The medieval Church, which supposedly thought the sole purpose of marriage was children might have been expected to agree with Henry and countless other similar nobles who also sought divorces for dynastic reasons. Yet, strangely, they did not, even when it was clearly in their political interest to do so. Hence, Pope Innocent III refused a divorce to King Phillip Augustus (II) of France, even thought Phillip was easily the most powerful monarch in early thirteenth-century Europe and Innocent was desperate for his support. As Henry VIII was refused his divorce, so was Phillip refused his.

This is of more than historical interest. It is often charged against the Catholic Church today that it considers the sole point of marriage to be children, hence contraception is forbidden and the Church expects people to, as the crude saying goes, “breed like rabbits.” While the modern world has moved on, the Church stays behind, convinced that the main purpose of marriage is to have as many children as possible.

Yet if this is so, it is strange that it be so. Strange that the same Church that is said to be obsessed with procreation still forbids divorce even if no children are possible. And it is strange too that the same Church forbids artificial reproductive technologies (though not natural ones), which are designed to increase the likelihood that a marriage produce children. Why should this be so, if it regards children as the sole point? Why should the medieval Church have forbidden childless couples to divorce if children were the key point of marriage?

There are two answers of course. The first is that it was never the Church that was obsessed with children, but the secular world. Pope Clement VII was not obsessed with children, but Henry VIII was: so obsessed, in fact, that he started his own church, declaring himself “supreme head of the Church in England” in order to give himself a divorce in an attempt to have the heirs he sought.

The second reason is this: the Church does not regard children as the main purpose of marriage. Rather, in the Middle Ages, as now, it saw the main purpose of marriage as the holiness of the spouses. Marriage was a sacrament, a physical sign of spiritual realities and channel of divine grace. In particular, marriage was as sign of the union between God, Jesus Christ, and His Church. Hence, while the purpose of marriage was not children, marriage was to be open to children; if either spouse was infertile, this was unfortunate, but it did not justify ending the marriage since its primary purpose, the sanctification of the spouses, remained. Hence, while a Catholic marriage will welcome children and not act actively against them, it will not be obsessed with them and may have many or few as circumstances allow.

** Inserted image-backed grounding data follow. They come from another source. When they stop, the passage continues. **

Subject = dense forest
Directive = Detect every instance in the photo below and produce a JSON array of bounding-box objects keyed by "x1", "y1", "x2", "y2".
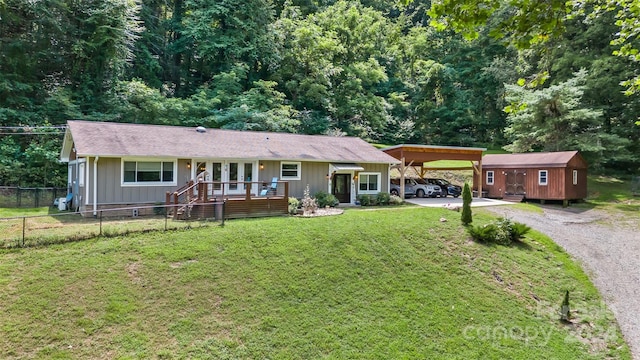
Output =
[{"x1": 1, "y1": 0, "x2": 639, "y2": 187}]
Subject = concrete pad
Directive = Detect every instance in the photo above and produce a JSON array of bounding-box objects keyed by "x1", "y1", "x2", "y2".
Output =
[{"x1": 406, "y1": 197, "x2": 514, "y2": 208}]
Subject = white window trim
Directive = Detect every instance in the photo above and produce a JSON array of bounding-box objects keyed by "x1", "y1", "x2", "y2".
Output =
[
  {"x1": 539, "y1": 170, "x2": 548, "y2": 186},
  {"x1": 79, "y1": 163, "x2": 85, "y2": 187},
  {"x1": 121, "y1": 158, "x2": 178, "y2": 187},
  {"x1": 572, "y1": 170, "x2": 578, "y2": 185},
  {"x1": 358, "y1": 172, "x2": 381, "y2": 195},
  {"x1": 486, "y1": 171, "x2": 494, "y2": 185},
  {"x1": 280, "y1": 161, "x2": 301, "y2": 181}
]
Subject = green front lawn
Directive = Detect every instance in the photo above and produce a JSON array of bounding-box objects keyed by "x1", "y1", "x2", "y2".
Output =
[{"x1": 0, "y1": 207, "x2": 629, "y2": 359}]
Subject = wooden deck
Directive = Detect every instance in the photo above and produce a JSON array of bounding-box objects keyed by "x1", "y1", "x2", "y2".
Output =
[{"x1": 167, "y1": 181, "x2": 289, "y2": 220}]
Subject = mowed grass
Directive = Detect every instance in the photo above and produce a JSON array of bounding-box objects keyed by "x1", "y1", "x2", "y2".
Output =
[
  {"x1": 0, "y1": 207, "x2": 54, "y2": 218},
  {"x1": 0, "y1": 207, "x2": 217, "y2": 248},
  {"x1": 586, "y1": 176, "x2": 639, "y2": 207},
  {"x1": 0, "y1": 208, "x2": 630, "y2": 359}
]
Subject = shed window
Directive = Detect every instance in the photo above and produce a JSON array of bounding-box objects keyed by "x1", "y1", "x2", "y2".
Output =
[
  {"x1": 486, "y1": 171, "x2": 494, "y2": 185},
  {"x1": 280, "y1": 162, "x2": 301, "y2": 180},
  {"x1": 123, "y1": 160, "x2": 176, "y2": 185},
  {"x1": 572, "y1": 170, "x2": 578, "y2": 185},
  {"x1": 539, "y1": 170, "x2": 548, "y2": 185},
  {"x1": 358, "y1": 173, "x2": 380, "y2": 194}
]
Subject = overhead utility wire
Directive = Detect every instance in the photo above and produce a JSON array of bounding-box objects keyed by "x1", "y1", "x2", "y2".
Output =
[{"x1": 0, "y1": 125, "x2": 67, "y2": 135}]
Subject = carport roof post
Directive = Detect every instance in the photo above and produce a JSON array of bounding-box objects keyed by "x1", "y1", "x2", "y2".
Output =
[{"x1": 382, "y1": 144, "x2": 487, "y2": 198}]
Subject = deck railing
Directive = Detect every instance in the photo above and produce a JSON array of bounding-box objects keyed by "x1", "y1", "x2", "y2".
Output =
[{"x1": 166, "y1": 181, "x2": 289, "y2": 220}]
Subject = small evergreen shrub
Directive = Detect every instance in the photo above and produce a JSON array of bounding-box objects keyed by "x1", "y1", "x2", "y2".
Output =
[
  {"x1": 467, "y1": 217, "x2": 531, "y2": 245},
  {"x1": 357, "y1": 194, "x2": 375, "y2": 206},
  {"x1": 375, "y1": 192, "x2": 391, "y2": 205},
  {"x1": 461, "y1": 182, "x2": 473, "y2": 225},
  {"x1": 314, "y1": 191, "x2": 339, "y2": 208},
  {"x1": 467, "y1": 223, "x2": 498, "y2": 243},
  {"x1": 510, "y1": 222, "x2": 532, "y2": 241},
  {"x1": 389, "y1": 195, "x2": 403, "y2": 205},
  {"x1": 288, "y1": 197, "x2": 300, "y2": 215}
]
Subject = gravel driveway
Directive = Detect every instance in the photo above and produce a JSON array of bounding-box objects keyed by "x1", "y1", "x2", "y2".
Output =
[{"x1": 485, "y1": 205, "x2": 640, "y2": 359}]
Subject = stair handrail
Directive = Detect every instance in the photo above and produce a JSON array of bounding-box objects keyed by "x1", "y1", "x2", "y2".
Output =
[{"x1": 178, "y1": 180, "x2": 198, "y2": 197}]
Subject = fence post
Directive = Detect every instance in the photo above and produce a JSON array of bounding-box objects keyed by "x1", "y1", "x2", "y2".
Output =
[
  {"x1": 221, "y1": 201, "x2": 225, "y2": 226},
  {"x1": 22, "y1": 217, "x2": 26, "y2": 247},
  {"x1": 99, "y1": 210, "x2": 103, "y2": 236},
  {"x1": 164, "y1": 206, "x2": 168, "y2": 231}
]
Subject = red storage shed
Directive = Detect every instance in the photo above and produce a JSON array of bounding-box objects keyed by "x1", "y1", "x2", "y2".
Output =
[{"x1": 479, "y1": 151, "x2": 588, "y2": 206}]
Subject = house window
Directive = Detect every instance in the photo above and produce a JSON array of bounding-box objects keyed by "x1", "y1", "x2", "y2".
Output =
[
  {"x1": 280, "y1": 162, "x2": 301, "y2": 180},
  {"x1": 486, "y1": 171, "x2": 494, "y2": 185},
  {"x1": 123, "y1": 160, "x2": 176, "y2": 185},
  {"x1": 358, "y1": 173, "x2": 381, "y2": 194},
  {"x1": 79, "y1": 163, "x2": 85, "y2": 187},
  {"x1": 539, "y1": 170, "x2": 548, "y2": 185},
  {"x1": 573, "y1": 170, "x2": 578, "y2": 185}
]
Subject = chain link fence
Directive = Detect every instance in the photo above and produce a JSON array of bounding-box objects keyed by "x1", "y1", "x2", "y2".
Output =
[
  {"x1": 0, "y1": 202, "x2": 225, "y2": 248},
  {"x1": 0, "y1": 187, "x2": 68, "y2": 208}
]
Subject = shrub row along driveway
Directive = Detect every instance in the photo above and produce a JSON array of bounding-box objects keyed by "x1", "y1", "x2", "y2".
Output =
[{"x1": 486, "y1": 205, "x2": 640, "y2": 359}]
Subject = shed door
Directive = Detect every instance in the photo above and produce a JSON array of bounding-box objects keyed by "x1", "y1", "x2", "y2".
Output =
[
  {"x1": 332, "y1": 174, "x2": 351, "y2": 203},
  {"x1": 505, "y1": 170, "x2": 526, "y2": 195}
]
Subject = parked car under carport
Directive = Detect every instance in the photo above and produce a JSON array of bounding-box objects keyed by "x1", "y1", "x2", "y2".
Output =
[
  {"x1": 390, "y1": 178, "x2": 414, "y2": 198},
  {"x1": 425, "y1": 178, "x2": 462, "y2": 198}
]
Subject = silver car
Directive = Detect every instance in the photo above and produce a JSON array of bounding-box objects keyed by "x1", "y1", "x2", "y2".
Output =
[{"x1": 390, "y1": 178, "x2": 415, "y2": 198}]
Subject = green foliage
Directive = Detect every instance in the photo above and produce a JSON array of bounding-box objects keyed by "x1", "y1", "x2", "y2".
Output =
[
  {"x1": 356, "y1": 194, "x2": 376, "y2": 206},
  {"x1": 357, "y1": 192, "x2": 394, "y2": 206},
  {"x1": 461, "y1": 182, "x2": 472, "y2": 225},
  {"x1": 375, "y1": 192, "x2": 391, "y2": 205},
  {"x1": 313, "y1": 191, "x2": 339, "y2": 208},
  {"x1": 1, "y1": 0, "x2": 639, "y2": 188},
  {"x1": 467, "y1": 222, "x2": 498, "y2": 243},
  {"x1": 503, "y1": 69, "x2": 631, "y2": 170},
  {"x1": 288, "y1": 197, "x2": 300, "y2": 215},
  {"x1": 428, "y1": 0, "x2": 569, "y2": 48},
  {"x1": 467, "y1": 217, "x2": 532, "y2": 245},
  {"x1": 510, "y1": 221, "x2": 532, "y2": 241}
]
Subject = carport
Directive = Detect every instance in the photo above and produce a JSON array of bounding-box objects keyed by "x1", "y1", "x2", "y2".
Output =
[{"x1": 382, "y1": 144, "x2": 486, "y2": 198}]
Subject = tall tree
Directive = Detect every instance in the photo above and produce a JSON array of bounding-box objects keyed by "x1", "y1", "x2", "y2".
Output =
[
  {"x1": 503, "y1": 69, "x2": 630, "y2": 169},
  {"x1": 181, "y1": 0, "x2": 277, "y2": 94},
  {"x1": 427, "y1": 0, "x2": 640, "y2": 101}
]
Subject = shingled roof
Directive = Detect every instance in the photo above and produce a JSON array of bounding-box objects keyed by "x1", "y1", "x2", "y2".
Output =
[
  {"x1": 62, "y1": 120, "x2": 399, "y2": 164},
  {"x1": 482, "y1": 151, "x2": 584, "y2": 168}
]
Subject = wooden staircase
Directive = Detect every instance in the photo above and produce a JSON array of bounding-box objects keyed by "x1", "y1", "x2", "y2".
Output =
[
  {"x1": 502, "y1": 194, "x2": 525, "y2": 202},
  {"x1": 167, "y1": 179, "x2": 289, "y2": 220}
]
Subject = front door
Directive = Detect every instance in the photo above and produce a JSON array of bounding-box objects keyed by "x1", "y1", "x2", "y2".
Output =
[
  {"x1": 333, "y1": 174, "x2": 351, "y2": 203},
  {"x1": 226, "y1": 161, "x2": 256, "y2": 195},
  {"x1": 505, "y1": 170, "x2": 526, "y2": 195},
  {"x1": 195, "y1": 161, "x2": 222, "y2": 196}
]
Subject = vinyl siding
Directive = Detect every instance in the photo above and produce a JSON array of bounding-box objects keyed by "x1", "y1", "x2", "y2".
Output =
[
  {"x1": 264, "y1": 161, "x2": 390, "y2": 199},
  {"x1": 83, "y1": 157, "x2": 391, "y2": 205},
  {"x1": 87, "y1": 157, "x2": 187, "y2": 205}
]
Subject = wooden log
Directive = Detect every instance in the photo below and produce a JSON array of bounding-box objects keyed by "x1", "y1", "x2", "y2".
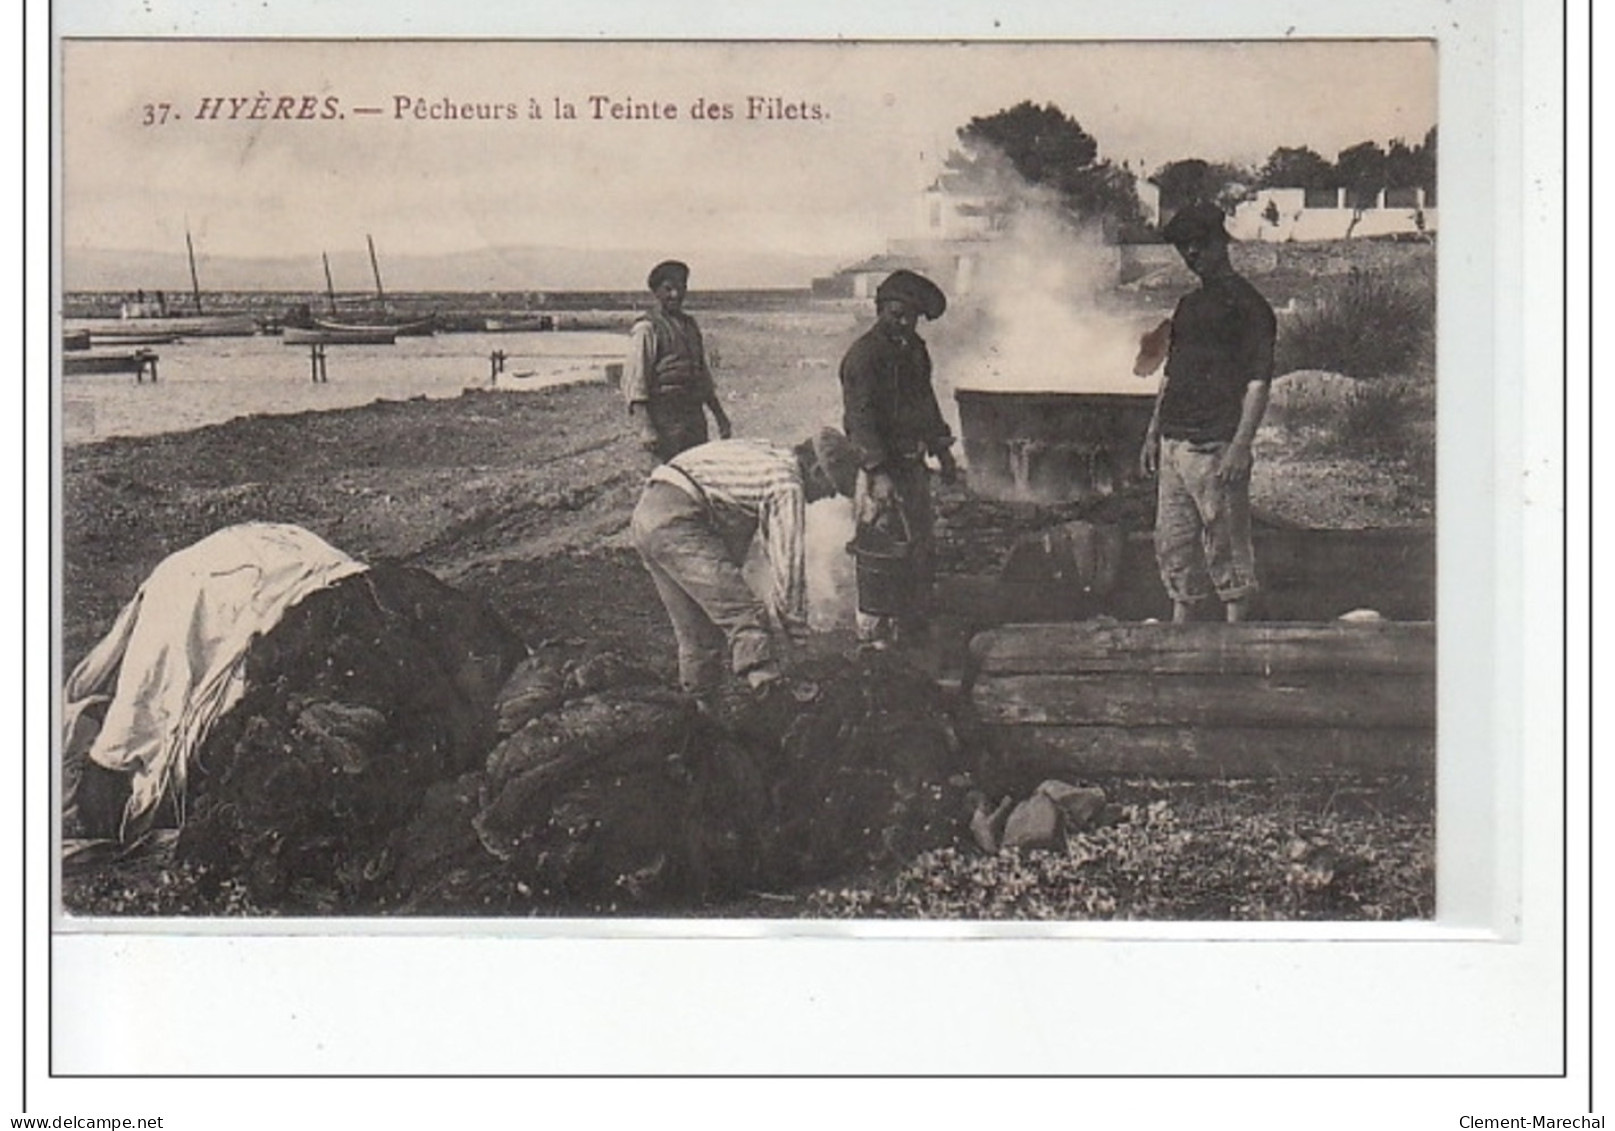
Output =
[
  {"x1": 971, "y1": 621, "x2": 1435, "y2": 677},
  {"x1": 980, "y1": 724, "x2": 1435, "y2": 779},
  {"x1": 967, "y1": 620, "x2": 1436, "y2": 778},
  {"x1": 972, "y1": 670, "x2": 1434, "y2": 729}
]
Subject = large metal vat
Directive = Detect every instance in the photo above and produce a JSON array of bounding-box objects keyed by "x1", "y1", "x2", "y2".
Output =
[{"x1": 954, "y1": 388, "x2": 1157, "y2": 504}]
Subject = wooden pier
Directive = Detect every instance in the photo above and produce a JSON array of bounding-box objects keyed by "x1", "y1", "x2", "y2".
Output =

The secular world, however, is obsessed with children either getting them (as was Henry VIII) through artificial means, or avoiding them through artificial means (whether contraception or abortion). This obsession reflects not a great love of children, but a great love of self, since the children become either tools of adult gratification or else obstacles to it. Where marriage can reflect no higher spiritual realities, people become their own gods and their own centers. If marriage cannot have a higher purpose, it must have a lower one. Fulton Sheen said that if love burns not upward in ascent, then it burns downward to destroy. The destruction falls on all society, the consequences evident in the world today.